Please. The core period of these kids' high school experience was during the pandemic. Strong EC opportunities were not even available to most of them, especially in this area.


I feel like schools forgot this. The pandemic killed my kid’s 40 hour a week EC and changed their career path. Starting all new ECs in the middle of high school online during a pandemic is unrealistic.


Changed their career path? Really?
Anonymous
Transferring is always an option
Anonymous
Anonymous wrote:
Anonymous wrote:
Anonymous wrote:
Anonymous wrote:For the kids I know it was usually one of the two:

1. ECs were not that strong and/or couldn't convey the drive behind the ECs.
2. Put lots of effort into preparing the app for their top choice, got rejected or deferred in the early round, were blindsided by that and spread themselves too thin preparing apps for another 20 top schools.


Please. The core period of these kids' high school experience was during the pandemic. Strong EC opportunities were not even available to most of them, especially in this area.


This is not true. DC did four activities virtually all through virtual school--FCPS. DC even had virtual statewide events for two of the activities.


Yeah, but a lot of stuff didn’t happen, and even this year was impacted. My kid was in 9th last year and did a few activities that did have some virtual component but not everything did. He plays an instrument and that continues to an extent last year but very minimally with few of the related activities.


If your kid couldn’t figure out how to make a ton of music over the pandemic, then clearly it wasn’t their passion. The kids the T20 schools are looking for are the ones who could have figured it out.

Yes, there are kids whose extracurriculars were impacted heavily, but music was easy to do.

— Parent of a musician
Anonymous
Anonymous wrote:
Anonymous wrote:
Anonymous wrote:
Anonymous wrote:
Anonymous wrote:
Anonymous wrote:
Anonymous wrote:
Anonymous wrote:If your kid had perfect or close to perfect grades in AP classes, high SAT scores, strong extracurricular activities and got rejected from all the top schools, what do you think went wrong?


Kid was born into an Asian family could be the answer.


This^. There is a lot of bias for Asian/SouthAsian applicants.


And they end up at Duke instead of Harvard.

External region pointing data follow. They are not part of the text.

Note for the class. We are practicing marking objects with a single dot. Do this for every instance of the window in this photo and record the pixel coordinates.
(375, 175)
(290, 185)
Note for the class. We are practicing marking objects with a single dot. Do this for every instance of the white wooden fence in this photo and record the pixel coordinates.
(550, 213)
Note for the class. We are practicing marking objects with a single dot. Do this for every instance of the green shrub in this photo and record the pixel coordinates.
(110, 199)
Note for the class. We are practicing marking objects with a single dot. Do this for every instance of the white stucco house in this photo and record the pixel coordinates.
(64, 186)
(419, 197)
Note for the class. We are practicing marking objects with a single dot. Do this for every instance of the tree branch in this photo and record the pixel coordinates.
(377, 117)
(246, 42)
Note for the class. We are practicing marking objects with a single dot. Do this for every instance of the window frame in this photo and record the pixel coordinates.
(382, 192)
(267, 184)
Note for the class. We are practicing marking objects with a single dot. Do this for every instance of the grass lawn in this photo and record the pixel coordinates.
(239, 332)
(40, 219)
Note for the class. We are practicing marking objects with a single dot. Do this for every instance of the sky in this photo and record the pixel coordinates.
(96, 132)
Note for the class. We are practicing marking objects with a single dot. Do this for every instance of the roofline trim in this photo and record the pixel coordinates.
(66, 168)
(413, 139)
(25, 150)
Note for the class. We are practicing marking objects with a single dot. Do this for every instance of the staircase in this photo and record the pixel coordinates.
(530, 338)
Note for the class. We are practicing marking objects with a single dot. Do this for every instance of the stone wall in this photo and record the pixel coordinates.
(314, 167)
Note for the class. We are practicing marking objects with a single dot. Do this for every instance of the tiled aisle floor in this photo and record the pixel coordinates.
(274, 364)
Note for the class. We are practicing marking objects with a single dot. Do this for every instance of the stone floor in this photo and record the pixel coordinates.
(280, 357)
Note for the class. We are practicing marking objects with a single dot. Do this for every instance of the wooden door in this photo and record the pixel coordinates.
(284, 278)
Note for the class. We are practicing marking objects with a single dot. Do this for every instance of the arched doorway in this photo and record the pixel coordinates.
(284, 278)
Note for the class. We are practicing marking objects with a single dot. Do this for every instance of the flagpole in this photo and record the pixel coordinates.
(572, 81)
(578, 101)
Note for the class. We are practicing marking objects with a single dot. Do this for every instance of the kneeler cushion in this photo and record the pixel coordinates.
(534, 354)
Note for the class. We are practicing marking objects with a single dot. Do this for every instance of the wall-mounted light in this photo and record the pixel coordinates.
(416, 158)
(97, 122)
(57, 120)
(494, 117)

No they end up at Caltech and UCs which don’t discriminate against Asians. Numbers don’t lie. Caltech is 40% Asian, UCs are 30+. If Harvard gave Asians a fair shake it would probably have over 50% Asians.


This^.


And those numbers aren’t in any way influenced by the fact that California is 15% Asian vs 6% for the country as a whole. If anything UC and Cal Tech (36.6%) don’t overrepresent Asian to the same degree that Harvard (25%) does.


Class of 2025, Harvard 26%, Caltech 44%


That’s because Caltech mostly offers technical degrees. Asians seem to prefer those. In contrast, Harvard is mostly a liberal arts school.